For expats, moving to Melbourne means immersing themselves in one of Australia's most multicultural and cosmopolitan centres. Waves of immigration have led to the establishment of enclaves for British, Italian, Greek, Chinese and Indian communities, each with its own unique character, distinctive customs, festivities, food and art.
Living in Melbourne as an expat
Like any urban hub, Melbourne thrives on the luxuries of the good life such as a vibrant cafe culture and trendy nightlife, a huge selection of shopping malls and eateries, as well as art galleries and speciality stores. Melbourne is also an immensely attractive city with beautiful historical buildings, cobbled European-style lanes and equally eye-catching public parks and gardens.
The job market in Melbourne is broad and offers many job opportunities, particularly in healthcare, IT, science, engineering, education and construction. The work culture in Australia might take some getting used to, as it tends to be more relaxed, informal and egalitarian than what expats may be accustomed to.

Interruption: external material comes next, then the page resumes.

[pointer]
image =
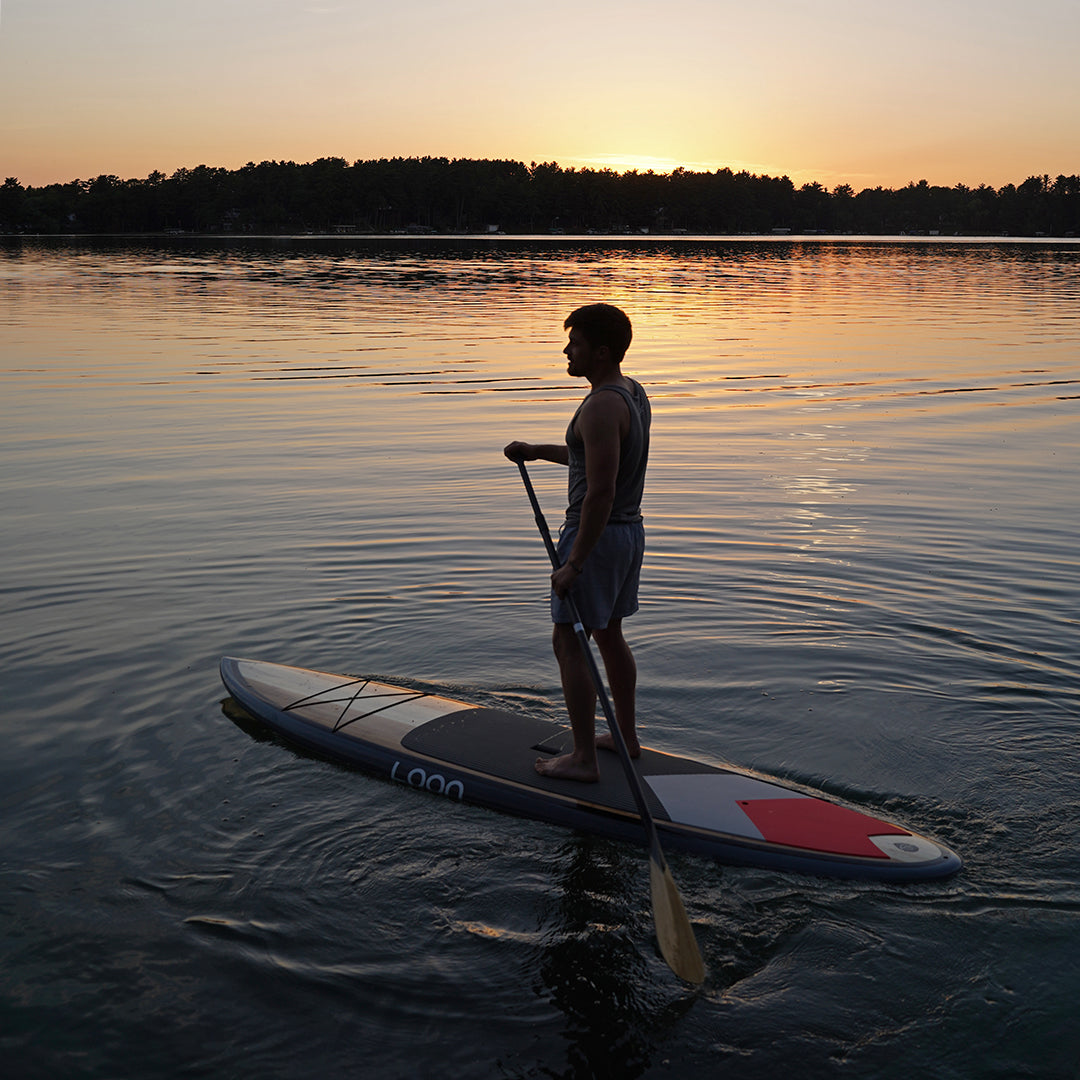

Accommodation in Melbourne is generally quite expensive, especially high-rise apartments in the city centre. Expats with children usually prefer the more spacious – and affordable – housing in the suburbs of Melbourne. The property market moves fast in Melbourne, and it may take a little time for expats to find, apply for and be approved for accommodation well suited to them.
Public transport in Melbourne is efficient and well maintained, making it easy to get around. The city offers transport in the form of trams, trains, buses and taxis. Expats living far out from the city centre may find having their own vehicle useful.
Newcomers will be glad to hear that healthcare in Melbourne, like the rest of Australia, is largely government-funded and universal. That said, certain aspects may not be covered, so we suggest expats still get health insurance.
Cost of living in Melbourne
Life in Melbourne is expensive, and the cost of living might deter some expats. In fact, the once-sleepy southern port city is now ranked among the top 60 most expensive cities in the world, and expats will need to keep this in mind when looking for work and negotiating salaries. Accommodation is especially expensive and expats should consider the area in which they settle down carefully. Luckily the public transport system makes moving about easy and relatively cost-efficient.
Expat families and children
When it comes to deciding where to live, Melbourne's expats generally prefer the leafier outlying suburbs with their quiet streets and proximity to schools. Government schools in Melbourne are free for residents and citizens, and education is generally of excellent quality throughout Australia. Non-government schools are often Catholic schools, but private schools are also an option, though often expensive. There are a few international schools in Melbourne, but none that teach the curricula of other countries; only those that offer the International Baccalaureate.
Three main pastimes excite and unite Melbournians regardless of background: sport, food and wine. The city presents a fantastic lifestyle – it has repeatedly been voted as one of the world’s most 'liveable' cities, and with good reason. There are also countless of opportunities for nearby family getaways and weekend breaks in Melbourne.
Climate in Melbourne
The weather in Melbourne can be erratic and unpredictable. The city has a temperate oceanic climate and severe weather conditions can be a problem. The winter months are cool, but snow is rare.
Melbourne is a friendly, diverse city with much to explore and good living conditions. Expats moving here will have a good time and may be pleasantly surprised by the conviviality of the locals. Many expats live a happy, fulfilling life in Australia’s capital, and many often stay much longer than anticipated.